The ELA repository on GitHub contains various Python tools that have been used to process XML-TEI encoded texts for use in the ELA platform. The toolset is provided as:
- a command-line based tool that extracts information from the XML files
- a set of Jupyter notebooks that have been used for several types of operation, ranging from XML cleanup and normalization to text statistics and analysis
- some high-level libraries supporting the Jupyter notebooks
- a directory structure that includes locations where the tools expect to find data and possibly write results
- scripts that recreate the Python virtual environment on various platforms.
The tool set is not expected to work online, because it requires a fairly complete virtual environment and the possibility to read and write files. The use of Jupyter is recommended for the entire toolset (including the command line based script).
Usage
After cloning the repository, open a terminal window and cd
to the ELA_archive/TOOLS directory. Prepare the virtual environment by running the appropriate script (i.e. if you run a Ubuntu 18.04 workstation, having Python 3.6 installed, run ./env-py36lx64.sh
and wait for the environment creation). Then activate the environment and run Jupyter as follows:
$ . ela_tk_py36lx64/bin/activate
$ jupyter-lab
A Jupyter browser session is launched, and all the nbk_*.ipynb files can be opened. Follow the instructions on the notebooks to run the tools.
Note: The tool set is usable for its own specific purpose, but cannot be considered production-ready for anything else than providing data to the ELA platform: please consider it as a suite in its early stage of development. Form, structure and usage is subject to change without notice.
Jupyter notebooks
Tools ELA
tools_ela.py is a command line tool that extracts information from original transcribed text. The provided information is:
- Indexes of Words, Lemmas, Types
- Frequencies of Lemmas, Types
- Concordances
- TTR
- Collocations (for both words and lemmas)
- N-grams
- Min, Max and Mean lengths of Types
- POS Tagging (both Bayesian and HMM - Hidden Markov Model)
- TEI attributes (on TEI files)
- TEI entity lists (on TEI files)
The tool can handle both XML-TEI encoded and pure-text files. By default it handles XML-TEI, but a command line argument chan instruct the tool to treat files as text.

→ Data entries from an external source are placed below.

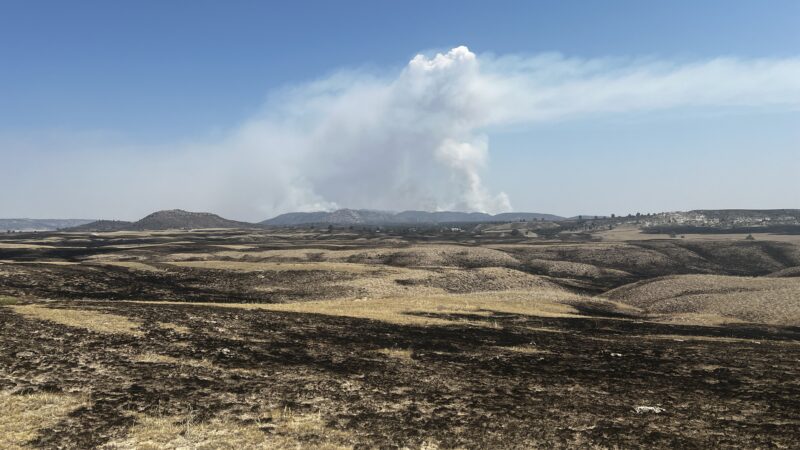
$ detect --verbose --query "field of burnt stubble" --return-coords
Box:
[0,229,800,449]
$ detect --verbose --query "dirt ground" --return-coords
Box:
[0,230,800,449]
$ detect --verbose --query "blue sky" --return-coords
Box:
[0,1,800,220]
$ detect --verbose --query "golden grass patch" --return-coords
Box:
[169,260,379,273]
[104,410,352,450]
[0,392,88,450]
[603,275,800,326]
[136,289,592,326]
[98,261,165,273]
[496,345,550,355]
[11,305,142,336]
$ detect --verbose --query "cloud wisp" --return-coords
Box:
[0,46,800,220]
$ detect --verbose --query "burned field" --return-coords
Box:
[0,230,800,449]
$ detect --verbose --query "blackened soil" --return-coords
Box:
[0,301,800,449]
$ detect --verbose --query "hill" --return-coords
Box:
[603,275,800,326]
[65,220,133,231]
[261,209,563,226]
[131,209,253,230]
[67,209,254,231]
[0,219,92,231]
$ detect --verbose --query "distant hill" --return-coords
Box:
[65,220,133,231]
[0,219,92,231]
[131,209,253,230]
[68,209,254,231]
[260,209,563,226]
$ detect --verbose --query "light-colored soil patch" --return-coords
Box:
[0,392,88,450]
[0,242,57,250]
[103,411,352,450]
[156,322,192,334]
[0,295,19,306]
[497,345,550,355]
[376,348,414,361]
[11,305,142,336]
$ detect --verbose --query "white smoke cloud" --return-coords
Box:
[0,46,800,220]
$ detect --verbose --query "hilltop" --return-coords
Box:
[70,209,253,231]
[260,209,563,226]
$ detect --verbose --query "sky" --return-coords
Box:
[0,0,800,221]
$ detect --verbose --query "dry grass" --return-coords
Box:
[592,225,800,244]
[169,260,378,273]
[141,289,592,326]
[0,242,56,249]
[98,261,164,272]
[131,352,217,369]
[0,392,88,450]
[11,305,142,336]
[604,275,800,326]
[104,410,352,450]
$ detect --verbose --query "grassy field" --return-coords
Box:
[0,230,800,449]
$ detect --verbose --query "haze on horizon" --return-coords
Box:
[0,1,800,221]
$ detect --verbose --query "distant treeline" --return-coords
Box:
[642,225,800,234]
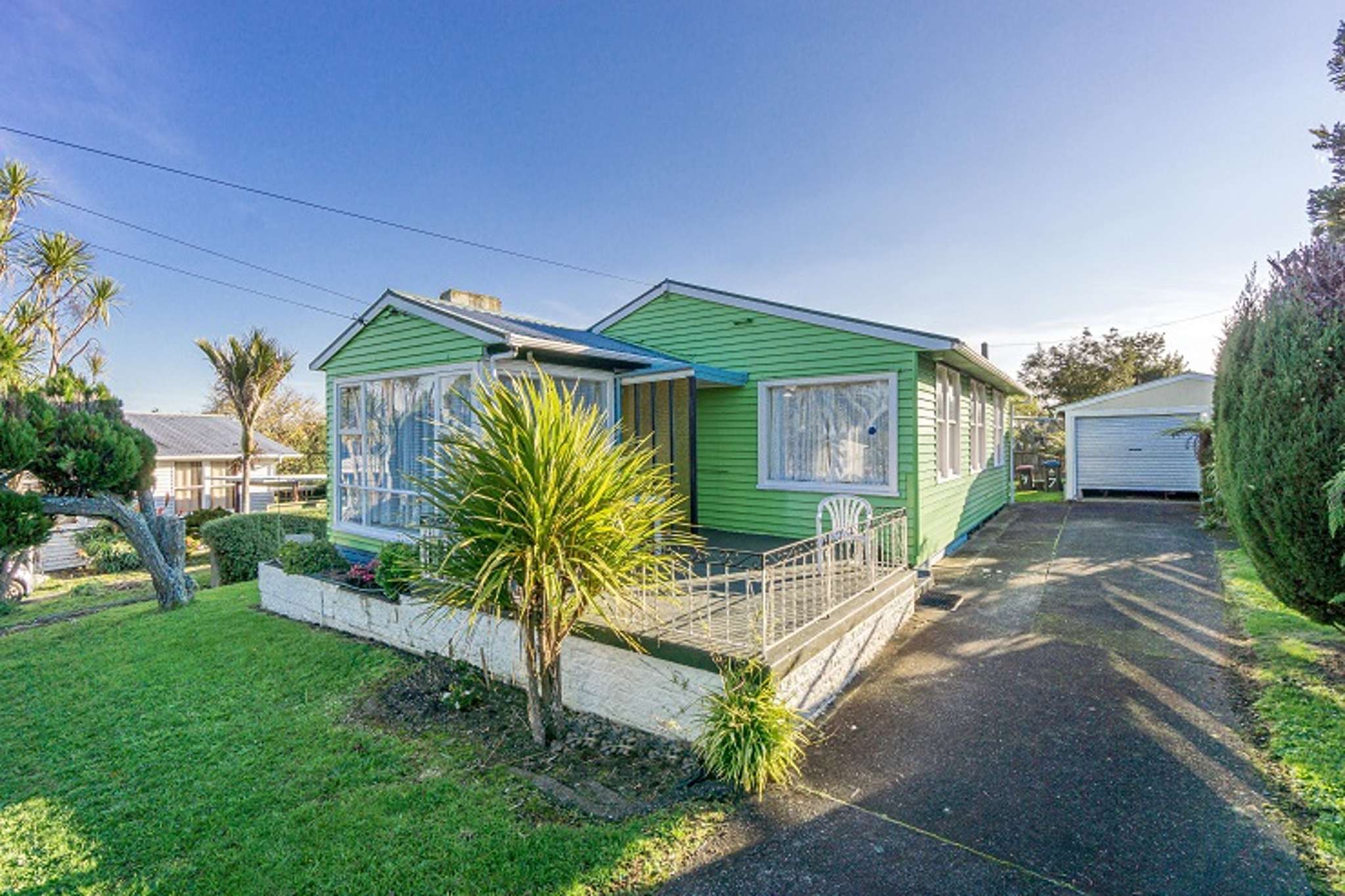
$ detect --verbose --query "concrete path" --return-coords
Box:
[664,502,1309,896]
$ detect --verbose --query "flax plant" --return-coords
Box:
[417,370,694,746]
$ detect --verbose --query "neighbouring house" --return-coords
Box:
[1057,372,1214,501]
[260,281,1024,737]
[311,281,1024,564]
[126,412,300,514]
[37,412,302,571]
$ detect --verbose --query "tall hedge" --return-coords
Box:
[1214,241,1345,616]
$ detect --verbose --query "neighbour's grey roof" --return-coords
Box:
[126,411,298,457]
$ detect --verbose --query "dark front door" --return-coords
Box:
[622,376,696,524]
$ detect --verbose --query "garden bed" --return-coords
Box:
[351,656,729,818]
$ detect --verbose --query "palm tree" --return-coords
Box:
[196,327,294,514]
[414,374,694,746]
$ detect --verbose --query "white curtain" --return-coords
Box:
[767,380,892,485]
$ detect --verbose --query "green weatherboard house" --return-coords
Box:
[311,280,1024,564]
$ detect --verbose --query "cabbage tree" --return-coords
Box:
[417,374,693,746]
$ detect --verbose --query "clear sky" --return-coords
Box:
[0,0,1345,411]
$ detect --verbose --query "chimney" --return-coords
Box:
[438,289,500,312]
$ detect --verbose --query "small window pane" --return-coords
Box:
[767,380,892,485]
[340,386,359,432]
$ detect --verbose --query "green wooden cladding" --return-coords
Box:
[604,293,1010,562]
[324,293,1011,562]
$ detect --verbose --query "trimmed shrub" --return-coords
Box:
[200,514,285,585]
[277,538,347,576]
[374,541,420,600]
[267,511,327,538]
[76,522,140,573]
[695,660,808,794]
[181,507,229,538]
[1214,241,1345,617]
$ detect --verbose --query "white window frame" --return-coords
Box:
[994,389,1007,467]
[967,380,987,474]
[328,361,482,541]
[757,371,901,497]
[934,365,962,482]
[328,361,616,541]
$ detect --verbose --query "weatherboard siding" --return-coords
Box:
[604,293,917,543]
[912,355,1011,562]
[323,308,484,553]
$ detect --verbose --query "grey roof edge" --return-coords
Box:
[589,279,1028,394]
[1056,370,1214,413]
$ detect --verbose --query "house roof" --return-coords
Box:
[126,411,298,460]
[589,280,1028,394]
[308,280,1026,394]
[1056,372,1214,413]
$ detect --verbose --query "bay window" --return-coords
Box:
[971,380,986,472]
[332,363,612,538]
[757,374,897,494]
[934,365,962,482]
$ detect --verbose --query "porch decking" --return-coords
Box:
[589,510,909,662]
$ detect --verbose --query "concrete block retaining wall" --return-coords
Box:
[258,564,915,740]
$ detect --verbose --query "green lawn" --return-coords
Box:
[0,560,210,633]
[1013,488,1065,504]
[0,583,714,893]
[1219,550,1345,892]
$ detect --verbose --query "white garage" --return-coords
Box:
[1060,372,1214,501]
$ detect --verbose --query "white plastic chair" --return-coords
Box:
[818,495,873,538]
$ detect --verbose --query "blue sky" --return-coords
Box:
[0,0,1345,411]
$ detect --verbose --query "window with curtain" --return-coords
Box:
[971,380,987,472]
[334,367,610,531]
[934,365,962,479]
[759,374,897,493]
[994,389,1007,467]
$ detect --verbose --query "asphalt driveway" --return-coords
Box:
[666,502,1309,895]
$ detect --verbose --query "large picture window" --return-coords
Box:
[934,365,962,480]
[757,374,897,494]
[332,365,612,537]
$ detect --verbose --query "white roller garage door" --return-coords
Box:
[1075,414,1200,491]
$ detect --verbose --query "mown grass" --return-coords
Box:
[1013,488,1065,504]
[1219,550,1345,892]
[0,583,714,893]
[0,560,210,633]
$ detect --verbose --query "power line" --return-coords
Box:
[0,123,652,286]
[990,305,1232,348]
[11,222,359,320]
[46,194,369,307]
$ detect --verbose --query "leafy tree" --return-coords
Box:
[0,160,122,388]
[1214,236,1345,616]
[206,385,328,474]
[1308,22,1345,240]
[196,328,294,512]
[416,374,691,746]
[1018,328,1186,407]
[0,371,196,608]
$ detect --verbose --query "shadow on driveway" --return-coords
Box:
[664,502,1310,895]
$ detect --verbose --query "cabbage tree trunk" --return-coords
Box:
[41,491,196,610]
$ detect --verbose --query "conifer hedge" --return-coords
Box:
[1214,240,1345,617]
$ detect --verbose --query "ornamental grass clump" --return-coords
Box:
[416,370,694,746]
[695,660,808,795]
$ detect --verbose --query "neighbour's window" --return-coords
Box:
[971,380,986,472]
[757,374,897,494]
[994,389,1007,467]
[934,365,962,479]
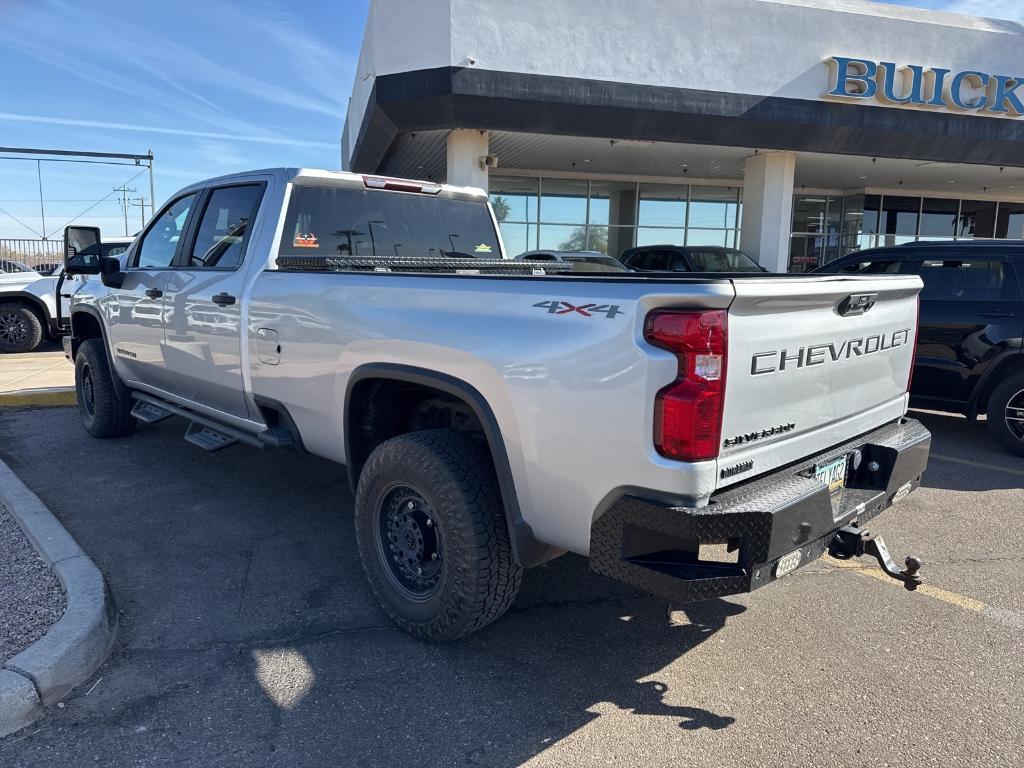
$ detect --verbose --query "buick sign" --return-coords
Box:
[825,56,1024,118]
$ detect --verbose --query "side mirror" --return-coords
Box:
[65,226,101,274]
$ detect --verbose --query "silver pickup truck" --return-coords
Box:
[59,169,930,641]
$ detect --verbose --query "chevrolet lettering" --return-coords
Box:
[751,328,910,376]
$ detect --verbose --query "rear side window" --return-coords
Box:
[188,184,263,269]
[279,185,502,259]
[918,259,1018,301]
[690,251,762,272]
[836,259,902,274]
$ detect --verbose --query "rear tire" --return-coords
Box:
[988,372,1024,456]
[0,301,43,352]
[75,339,135,438]
[355,429,522,642]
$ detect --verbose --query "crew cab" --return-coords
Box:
[66,169,930,641]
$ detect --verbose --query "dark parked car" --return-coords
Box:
[621,246,768,272]
[516,251,630,272]
[814,240,1024,456]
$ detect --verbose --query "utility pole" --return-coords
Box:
[114,184,138,238]
[128,198,148,229]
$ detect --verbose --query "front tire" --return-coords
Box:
[75,339,135,438]
[988,372,1024,456]
[355,429,522,642]
[0,301,43,352]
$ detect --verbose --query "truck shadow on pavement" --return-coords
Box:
[0,409,744,768]
[909,411,1024,492]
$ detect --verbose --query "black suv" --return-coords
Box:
[618,246,768,272]
[814,240,1024,456]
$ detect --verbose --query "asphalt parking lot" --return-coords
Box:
[0,409,1024,768]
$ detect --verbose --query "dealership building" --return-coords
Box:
[341,0,1024,271]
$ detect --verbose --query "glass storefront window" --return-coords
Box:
[920,198,959,238]
[687,186,739,229]
[639,184,689,227]
[489,176,539,223]
[995,203,1024,240]
[956,200,995,238]
[541,178,588,225]
[590,181,637,225]
[498,221,537,256]
[537,224,587,251]
[879,195,921,239]
[637,226,686,246]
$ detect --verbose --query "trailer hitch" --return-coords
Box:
[828,525,923,592]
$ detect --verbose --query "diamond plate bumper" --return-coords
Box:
[590,419,931,603]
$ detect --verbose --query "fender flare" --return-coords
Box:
[0,291,55,336]
[68,305,131,400]
[967,346,1024,419]
[344,362,562,568]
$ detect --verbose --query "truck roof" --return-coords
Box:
[172,168,487,200]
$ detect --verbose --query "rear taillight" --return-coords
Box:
[644,309,728,461]
[906,294,921,392]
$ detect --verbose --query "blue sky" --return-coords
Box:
[0,0,1024,238]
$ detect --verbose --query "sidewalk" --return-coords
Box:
[0,341,75,406]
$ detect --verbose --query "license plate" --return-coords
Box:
[814,456,847,494]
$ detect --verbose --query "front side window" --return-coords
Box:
[918,259,1017,301]
[188,184,262,269]
[133,193,196,269]
[279,185,502,259]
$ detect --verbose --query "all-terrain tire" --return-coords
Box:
[988,372,1024,456]
[0,301,43,352]
[355,429,522,642]
[75,339,135,437]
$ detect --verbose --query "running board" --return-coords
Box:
[185,422,238,451]
[131,391,264,451]
[131,400,174,424]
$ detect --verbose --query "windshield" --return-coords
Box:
[279,185,502,259]
[690,250,765,272]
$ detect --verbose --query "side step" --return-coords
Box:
[185,422,238,451]
[131,400,174,424]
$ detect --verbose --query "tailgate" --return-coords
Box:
[718,275,922,487]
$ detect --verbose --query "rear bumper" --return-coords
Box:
[590,419,931,603]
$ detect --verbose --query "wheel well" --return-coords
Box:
[969,354,1024,418]
[345,379,485,481]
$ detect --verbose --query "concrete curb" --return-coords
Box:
[0,461,117,736]
[0,387,78,408]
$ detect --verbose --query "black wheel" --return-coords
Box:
[355,429,522,642]
[988,372,1024,456]
[75,339,135,437]
[0,301,43,352]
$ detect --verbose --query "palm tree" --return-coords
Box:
[490,197,512,224]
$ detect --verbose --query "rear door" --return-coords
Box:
[164,182,266,418]
[906,246,1022,403]
[720,275,921,483]
[103,193,199,389]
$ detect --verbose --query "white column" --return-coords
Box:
[740,152,797,272]
[447,128,489,191]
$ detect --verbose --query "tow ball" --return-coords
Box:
[828,525,924,592]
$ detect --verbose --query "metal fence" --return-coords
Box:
[0,238,63,272]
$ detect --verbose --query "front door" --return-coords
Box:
[164,183,264,418]
[103,193,198,389]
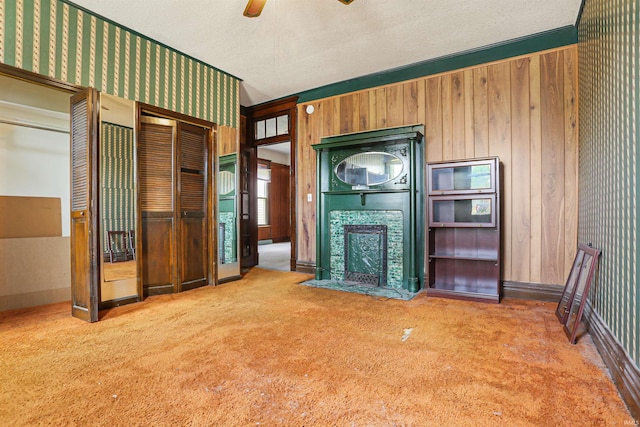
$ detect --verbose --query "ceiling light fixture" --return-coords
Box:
[243,0,267,18]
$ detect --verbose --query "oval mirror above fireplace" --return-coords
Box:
[335,152,403,187]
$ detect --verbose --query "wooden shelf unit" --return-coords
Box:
[427,157,501,303]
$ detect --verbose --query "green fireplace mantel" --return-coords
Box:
[313,126,424,293]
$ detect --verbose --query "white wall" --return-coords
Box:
[0,76,70,236]
[0,116,70,236]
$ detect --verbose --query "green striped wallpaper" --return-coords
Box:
[100,122,136,253]
[0,0,240,128]
[578,0,640,365]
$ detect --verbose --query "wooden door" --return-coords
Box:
[178,123,209,290]
[269,162,291,243]
[138,116,179,296]
[71,88,100,322]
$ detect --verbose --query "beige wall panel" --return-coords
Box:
[297,46,577,285]
[0,196,62,239]
[540,51,565,283]
[0,237,71,311]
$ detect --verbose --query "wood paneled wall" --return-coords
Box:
[216,126,238,156]
[296,45,578,285]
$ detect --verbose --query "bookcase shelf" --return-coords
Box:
[427,157,501,303]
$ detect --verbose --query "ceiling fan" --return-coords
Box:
[243,0,353,18]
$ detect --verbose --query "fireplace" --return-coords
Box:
[311,126,424,299]
[343,225,387,286]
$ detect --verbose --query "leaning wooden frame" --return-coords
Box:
[556,243,600,344]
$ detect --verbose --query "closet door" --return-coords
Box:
[138,116,179,296]
[71,88,100,322]
[178,122,209,290]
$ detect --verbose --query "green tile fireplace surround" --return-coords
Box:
[306,126,424,299]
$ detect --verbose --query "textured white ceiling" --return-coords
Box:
[73,0,581,106]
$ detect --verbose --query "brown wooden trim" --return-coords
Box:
[291,259,316,274]
[247,96,298,118]
[246,96,298,272]
[502,281,562,302]
[289,103,298,273]
[218,274,242,285]
[583,301,640,420]
[100,295,142,314]
[137,102,217,130]
[0,64,84,93]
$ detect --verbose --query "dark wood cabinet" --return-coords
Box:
[427,157,501,303]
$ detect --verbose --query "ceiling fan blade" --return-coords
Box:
[243,0,267,18]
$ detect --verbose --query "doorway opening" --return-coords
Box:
[256,141,291,271]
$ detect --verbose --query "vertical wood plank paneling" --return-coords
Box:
[511,58,531,282]
[563,51,578,277]
[340,95,359,133]
[473,67,489,157]
[297,46,577,284]
[540,51,565,283]
[529,56,542,283]
[358,91,371,131]
[451,72,465,159]
[464,69,476,159]
[375,87,387,129]
[367,90,378,130]
[387,84,404,127]
[416,79,427,135]
[330,98,341,135]
[424,77,443,162]
[217,126,238,156]
[487,62,513,277]
[401,80,422,124]
[440,74,453,160]
[296,102,320,261]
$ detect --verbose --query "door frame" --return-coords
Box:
[246,96,298,271]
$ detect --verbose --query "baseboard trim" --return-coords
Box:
[502,281,563,302]
[582,301,640,420]
[98,295,140,310]
[296,261,316,274]
[218,274,242,285]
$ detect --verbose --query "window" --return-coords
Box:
[255,114,289,140]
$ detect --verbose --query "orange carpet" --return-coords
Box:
[0,269,634,426]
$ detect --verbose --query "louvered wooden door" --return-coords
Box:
[138,117,180,296]
[178,123,208,290]
[71,88,100,322]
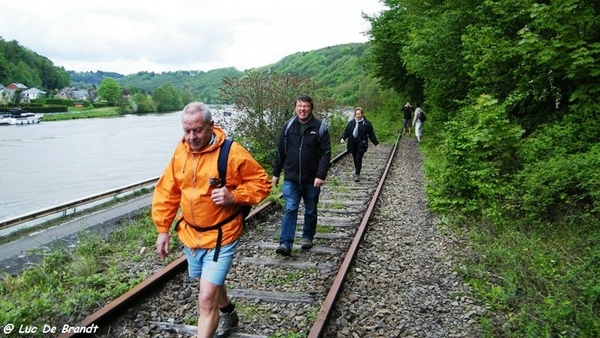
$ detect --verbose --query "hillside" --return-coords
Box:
[75,43,375,104]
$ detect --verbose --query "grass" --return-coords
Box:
[454,217,600,337]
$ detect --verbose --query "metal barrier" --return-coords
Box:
[0,177,158,230]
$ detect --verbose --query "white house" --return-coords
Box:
[21,88,46,101]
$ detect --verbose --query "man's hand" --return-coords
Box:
[156,232,169,258]
[314,177,325,188]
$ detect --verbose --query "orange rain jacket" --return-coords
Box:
[152,126,271,249]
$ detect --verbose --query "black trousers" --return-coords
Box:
[352,142,365,175]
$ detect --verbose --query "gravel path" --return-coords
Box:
[325,137,485,338]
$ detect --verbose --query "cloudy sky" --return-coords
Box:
[0,0,385,75]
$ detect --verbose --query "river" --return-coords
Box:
[0,109,234,221]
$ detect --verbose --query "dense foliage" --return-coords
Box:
[0,37,70,90]
[368,0,600,337]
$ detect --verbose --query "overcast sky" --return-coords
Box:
[0,0,385,75]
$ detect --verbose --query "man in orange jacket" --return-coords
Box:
[152,102,271,338]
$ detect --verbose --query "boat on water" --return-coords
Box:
[0,108,44,126]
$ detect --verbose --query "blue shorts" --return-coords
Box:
[183,241,238,285]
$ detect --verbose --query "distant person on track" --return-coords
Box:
[152,102,271,338]
[340,107,379,182]
[413,103,425,143]
[402,102,412,135]
[273,96,331,256]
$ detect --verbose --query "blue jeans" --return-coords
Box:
[279,180,321,248]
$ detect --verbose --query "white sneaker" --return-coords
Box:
[214,309,240,338]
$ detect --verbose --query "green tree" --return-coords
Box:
[98,77,123,106]
[152,83,183,112]
[220,71,333,167]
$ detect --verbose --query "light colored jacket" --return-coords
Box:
[152,127,271,249]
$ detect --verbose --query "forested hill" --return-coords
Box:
[0,37,376,104]
[77,43,375,104]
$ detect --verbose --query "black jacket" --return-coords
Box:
[342,117,379,152]
[273,116,331,183]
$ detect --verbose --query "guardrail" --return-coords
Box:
[0,177,158,230]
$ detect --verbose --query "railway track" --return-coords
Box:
[60,136,397,338]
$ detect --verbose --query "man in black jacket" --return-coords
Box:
[273,96,331,256]
[340,107,379,182]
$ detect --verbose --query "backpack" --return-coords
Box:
[418,108,427,122]
[217,138,252,222]
[283,115,327,152]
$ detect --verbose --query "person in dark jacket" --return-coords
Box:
[273,96,331,256]
[340,107,379,182]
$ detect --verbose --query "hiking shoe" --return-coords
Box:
[275,244,292,256]
[300,238,312,250]
[213,310,240,338]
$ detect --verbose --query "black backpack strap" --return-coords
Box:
[217,138,233,187]
[183,138,251,262]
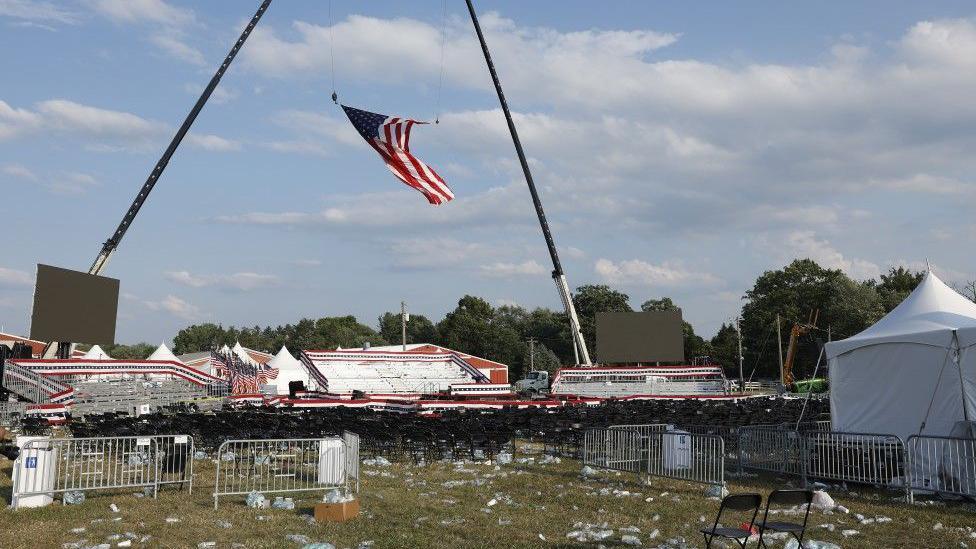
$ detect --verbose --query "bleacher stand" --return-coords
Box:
[302,350,488,398]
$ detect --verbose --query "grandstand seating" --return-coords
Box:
[302,351,484,395]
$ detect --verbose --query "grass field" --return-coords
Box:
[0,446,976,548]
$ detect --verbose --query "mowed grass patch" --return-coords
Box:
[0,450,976,548]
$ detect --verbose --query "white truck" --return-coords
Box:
[515,370,549,396]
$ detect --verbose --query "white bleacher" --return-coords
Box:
[305,351,477,395]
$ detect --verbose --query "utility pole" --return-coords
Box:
[400,301,410,352]
[776,313,786,385]
[735,318,746,392]
[529,337,535,372]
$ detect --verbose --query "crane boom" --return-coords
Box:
[42,0,271,358]
[466,0,590,366]
[88,0,271,275]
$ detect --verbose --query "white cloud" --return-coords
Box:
[264,141,332,156]
[0,267,34,286]
[594,258,721,287]
[0,99,41,140]
[165,271,280,291]
[0,0,78,24]
[149,32,207,67]
[37,99,166,138]
[143,295,200,320]
[389,237,484,269]
[2,164,37,181]
[242,13,678,97]
[46,172,98,194]
[216,181,532,228]
[187,133,243,152]
[86,0,196,26]
[786,231,881,280]
[479,259,546,278]
[559,246,586,259]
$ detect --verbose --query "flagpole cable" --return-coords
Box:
[434,0,447,124]
[329,0,339,105]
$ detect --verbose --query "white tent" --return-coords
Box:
[268,345,309,395]
[81,345,112,360]
[146,343,182,364]
[231,341,258,366]
[825,272,976,440]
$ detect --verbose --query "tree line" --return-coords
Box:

It is actually a multiplatform tool, actively tested on both Linux and Windows.
All results, except for concordances, are in JSON format.
Note: tools_ela.py requires CLTK to be installed, and the latin_models_cltk
corpus to be loaded.
Retag (part 1 and part 2)
Replace and normalize geogName
and persName
tags in files by using lists (machine-produced and human-reviewed); all known names and their variants are replaced by normalized tags.
Solve Abbreviations
This tool simply solves abbreviations by trying to guess in which case an abbreviation should be declined, by looking at the ending of the following word. This is in a very preliminary stage, and shold not be used if not for text that will be intensely revised subsequently.
Geographic Names DB Loader
Use online text dumps from Pleiades and GeoNames to feed the local geographic names database. This step is needed in order to prepare the database used by tools_ela.py for geographic coordinates retrieval: georeferentiation data will not be provided by tools_ela.py if the database is not found or prepared.
Perform global statistics on a corpus
Given a corpus as a flat directory processed by tools_ela.py return global corpus statistics in human readable format. Performed global statistics are:
- Number of words
- Number of latin words [for multilingual texts (actually for all texts)]
- Number of lemmas
- Number of latin types
- Min/max/average lenghts of Latin types
- Type token ratio
- List of words and their frequencies
- List of latin words and their frequencies
- List of latin stopwords and their frequencies
- List of lemmas, frequencies, variants (non-lemmatized)
- List of persName instances and frequencies
- List of geogName/placeName instances and frequencies
Results are provided as TXT and/or HTML files.
The environment is prepared to create some word clouds from the statistics with matplotlib. Some example of network analysis based on authors, people and places mentioned in the documents are also offered.